If you’ve got 40 people depending on a single piece of relatively inexpensive hardware, a spare for the future would be highly recommended.
If you can function without zerotier, I would wait. If I were in your shoes, I’d be building from source all the time (control of what I build and faster security by a couple days) and testing on a second router. That’s what I do at home, even more important in a business environment.
Downgrading would not be my choice as it increases the possibility of a config issue.
but i am already building from the git v18.06.3 tag, so that is correct, right? just something is wrong with the buildbots? or is it going to be 18.06.4 instead of 18.06.3?
Sounds like the procedure and strategy for managing the repository directories needs a revision or two once the crisis is averted.
These may be obvious and/or wrong, but are offered in case they are useful.
Releases should be protected and resiliant at the filesystem level.
For example:
Write permissions removed on the filesystem level as a crucial step before the componets of a release are deployed and announced.
"Pointer based" updates, if updates are necessary. Ie, change a symlink or the directory path in a webserver config file in order to switch from the old directory tree to the new directory tree.

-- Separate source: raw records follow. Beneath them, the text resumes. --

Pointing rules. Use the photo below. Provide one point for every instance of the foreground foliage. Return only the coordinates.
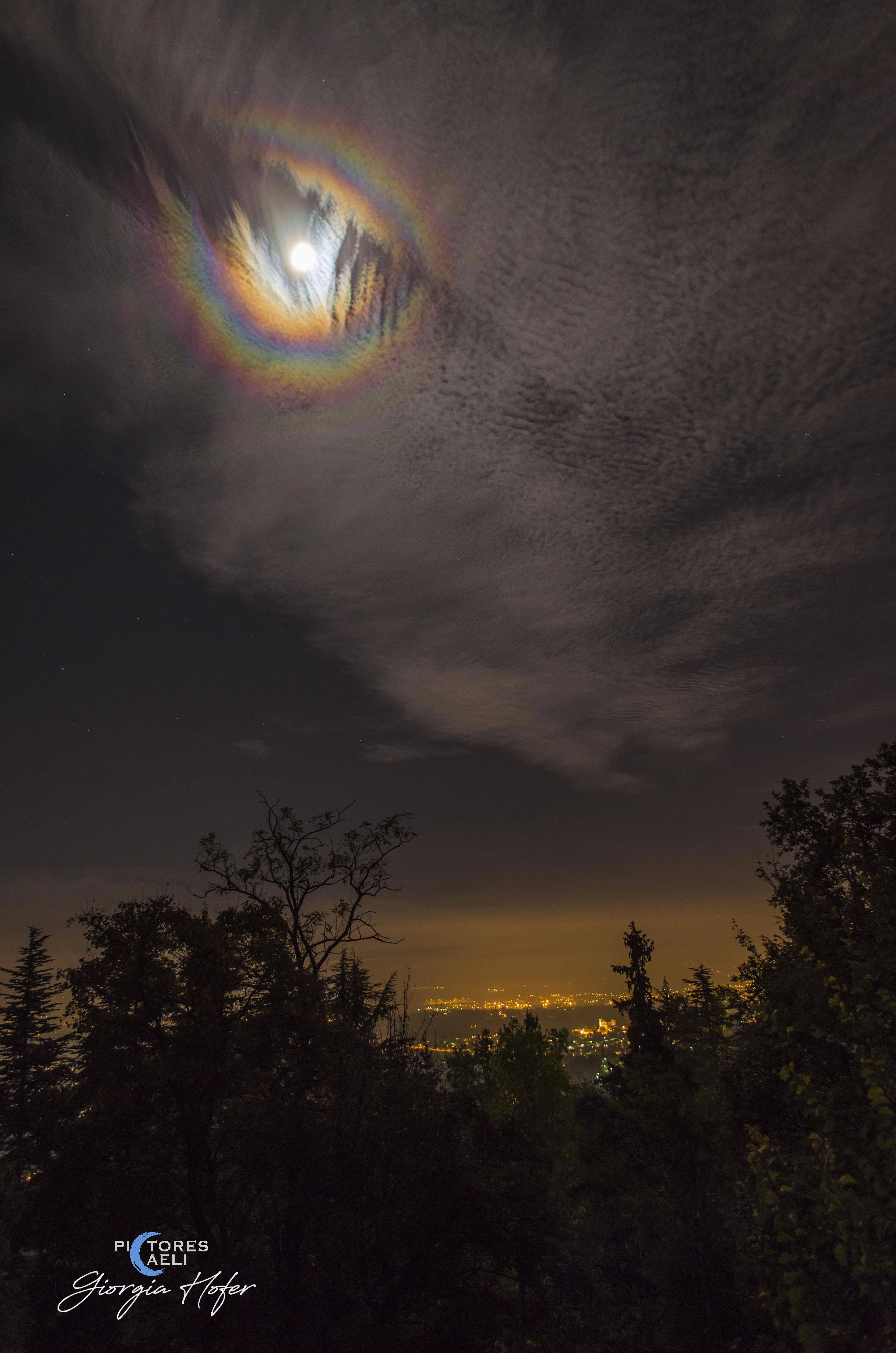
(731, 1187)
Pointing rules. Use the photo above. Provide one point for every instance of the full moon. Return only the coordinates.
(302, 256)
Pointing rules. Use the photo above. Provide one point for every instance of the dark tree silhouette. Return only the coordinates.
(645, 1027)
(290, 861)
(30, 1044)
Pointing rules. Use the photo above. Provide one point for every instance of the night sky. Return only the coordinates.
(555, 504)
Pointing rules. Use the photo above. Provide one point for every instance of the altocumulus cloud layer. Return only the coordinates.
(646, 424)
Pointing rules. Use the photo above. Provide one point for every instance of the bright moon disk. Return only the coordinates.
(302, 258)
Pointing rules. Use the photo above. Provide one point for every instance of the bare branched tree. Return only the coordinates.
(292, 860)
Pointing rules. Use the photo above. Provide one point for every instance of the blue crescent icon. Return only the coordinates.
(136, 1260)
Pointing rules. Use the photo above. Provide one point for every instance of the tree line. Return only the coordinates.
(236, 1075)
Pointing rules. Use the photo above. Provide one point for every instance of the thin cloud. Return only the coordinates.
(251, 747)
(652, 432)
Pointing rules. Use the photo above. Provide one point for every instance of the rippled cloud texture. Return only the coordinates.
(645, 429)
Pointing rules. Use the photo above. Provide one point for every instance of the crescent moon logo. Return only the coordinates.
(136, 1260)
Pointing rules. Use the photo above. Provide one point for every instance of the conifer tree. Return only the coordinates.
(30, 1045)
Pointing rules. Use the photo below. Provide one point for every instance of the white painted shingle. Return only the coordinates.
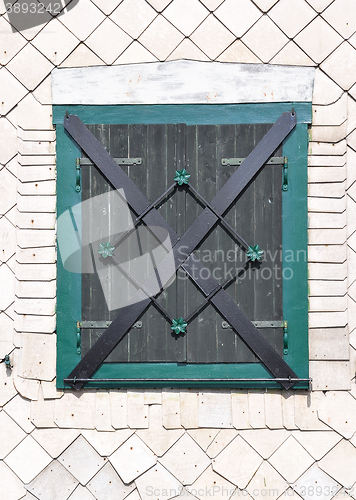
(55, 42)
(21, 66)
(105, 443)
(107, 485)
(75, 411)
(12, 434)
(132, 459)
(108, 41)
(12, 482)
(28, 459)
(10, 99)
(340, 463)
(157, 437)
(237, 462)
(267, 482)
(318, 39)
(338, 63)
(54, 483)
(317, 443)
(315, 478)
(81, 460)
(123, 16)
(265, 39)
(292, 16)
(265, 441)
(212, 37)
(158, 478)
(55, 440)
(291, 460)
(215, 409)
(185, 460)
(161, 38)
(176, 13)
(238, 15)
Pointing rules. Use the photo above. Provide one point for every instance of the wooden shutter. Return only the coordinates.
(256, 216)
(210, 215)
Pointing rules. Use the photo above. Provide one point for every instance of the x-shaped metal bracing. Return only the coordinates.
(214, 292)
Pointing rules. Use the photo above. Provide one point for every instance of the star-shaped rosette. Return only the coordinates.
(179, 326)
(106, 250)
(182, 177)
(254, 253)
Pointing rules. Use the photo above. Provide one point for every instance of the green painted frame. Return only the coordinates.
(294, 213)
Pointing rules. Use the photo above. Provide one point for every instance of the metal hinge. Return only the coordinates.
(285, 337)
(285, 175)
(102, 324)
(77, 176)
(259, 324)
(275, 160)
(119, 161)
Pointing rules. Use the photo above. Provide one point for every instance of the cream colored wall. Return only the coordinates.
(87, 445)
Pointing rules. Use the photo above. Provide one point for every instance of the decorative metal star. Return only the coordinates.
(254, 253)
(182, 176)
(179, 326)
(106, 250)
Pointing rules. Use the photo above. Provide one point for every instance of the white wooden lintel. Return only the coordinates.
(182, 82)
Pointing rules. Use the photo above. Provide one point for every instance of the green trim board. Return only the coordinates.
(294, 216)
(191, 114)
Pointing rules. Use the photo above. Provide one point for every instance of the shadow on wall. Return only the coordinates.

Occasionally tested, quick and easy to restore nearline and offsite backups.
These can come in handy for other issues, too, like compromises that give an attacker non-root access to the filesystem (like a compromised webserver binary/user).
There are plans to create an openwrt-announcement list. So eventually you can subscribe to that once it is available to get notified whenever a new version is ready to deploy.
Now two new versions have appeared: again 18.06.3 and even 18.06.4. But this time they don't cheat me! If I understand there is an automatic system that builds releases and sometimes makes mistakes. Then I will wait for the release of the new version on the main page of the project; for now we are at 18.06.2.